Mark lent me this huge roto-tiller to use on our yard today. He says he rents it twice a year to plow under the goat heads–those little bastards that stick to feet and annoy the skin. There is a huge section of our back yard that I’d like to be our garden some day. I focused mostly on that section but also on a few other sections in need of some leveling. I like the idea that this yard will become nicer and nicer thanks to my continual efforts to maintain it. I’ve been adding nice soil, we compost and I planted a new bush the other day. My new rake and shovel have been getting alot of use.
While tilling this dirt today there’s been this thing on my mind. For two days I’ve been dealing with some regret, some guilt over a thing I did while drunk. It wasn’t violent but it was abusive, this thing I did on Facebook. To say it was a mistake would sort of miss the point. I’m not a big self-hater but the way I tried to embarrass someone online is un-forgivable. I just can’t stop thinking about it. It’s easy to beat myself up. About once a year I do something out of control while indulging on alcohol. Yeah, I’m pretty sure it’s time to quit.
It makes me think of my friend, we’ll call him Raul. Raul goes on these nasty binges for a few days or more and insults those around him. He seems to think that, in his heavily intoxicated state, his harsh criticism is needed. As if it’s Raul’s job to tell them “what they need to hear”.
They say honesty without compassion is brutality and alcohol seems to completely take away the compassion some times. Drinking is about defiance. Looking back I keep thinking I was trying to end a friendship on purpose. Why would I do that?

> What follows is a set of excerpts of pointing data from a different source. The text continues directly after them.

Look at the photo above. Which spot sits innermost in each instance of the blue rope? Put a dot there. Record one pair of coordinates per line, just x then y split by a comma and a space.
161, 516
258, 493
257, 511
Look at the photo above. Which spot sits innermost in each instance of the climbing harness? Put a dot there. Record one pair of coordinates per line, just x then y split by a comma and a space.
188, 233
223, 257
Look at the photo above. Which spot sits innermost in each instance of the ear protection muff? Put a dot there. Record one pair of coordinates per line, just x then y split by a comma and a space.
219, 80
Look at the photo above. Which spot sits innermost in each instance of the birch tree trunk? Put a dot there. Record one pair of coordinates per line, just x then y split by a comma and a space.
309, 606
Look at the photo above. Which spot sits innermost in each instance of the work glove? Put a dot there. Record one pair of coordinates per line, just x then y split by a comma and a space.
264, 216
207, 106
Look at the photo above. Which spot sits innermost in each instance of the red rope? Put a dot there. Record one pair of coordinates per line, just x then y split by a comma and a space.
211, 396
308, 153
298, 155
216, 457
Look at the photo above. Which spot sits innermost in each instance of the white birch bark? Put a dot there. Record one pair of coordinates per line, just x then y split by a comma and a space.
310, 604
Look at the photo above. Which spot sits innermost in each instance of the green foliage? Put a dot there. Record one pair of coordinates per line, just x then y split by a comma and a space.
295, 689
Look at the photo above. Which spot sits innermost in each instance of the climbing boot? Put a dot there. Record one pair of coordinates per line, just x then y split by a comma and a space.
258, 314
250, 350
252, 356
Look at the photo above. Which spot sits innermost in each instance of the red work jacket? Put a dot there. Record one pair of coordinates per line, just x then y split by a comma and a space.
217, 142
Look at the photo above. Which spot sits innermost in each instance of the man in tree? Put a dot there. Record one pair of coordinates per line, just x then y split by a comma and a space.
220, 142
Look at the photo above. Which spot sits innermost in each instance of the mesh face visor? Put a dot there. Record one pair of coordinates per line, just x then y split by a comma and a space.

In the yard, my head was lost in guilt all day, churning up dirt. I’ve got four new scratches that made my hands a bloody mess and a new blister on each hand from using that beast of a roto-tiller.
I wonder if Mark was ever a drinker. I wonder if he’s got his shit together now because the insufferable blunders made in his life were related to alcohol. There’s a magical healing power in generosity. That whole God thing with AA is about giving up control. Getting outside of yourself seems to be an important point. I really want to make this a nice yard for the little family.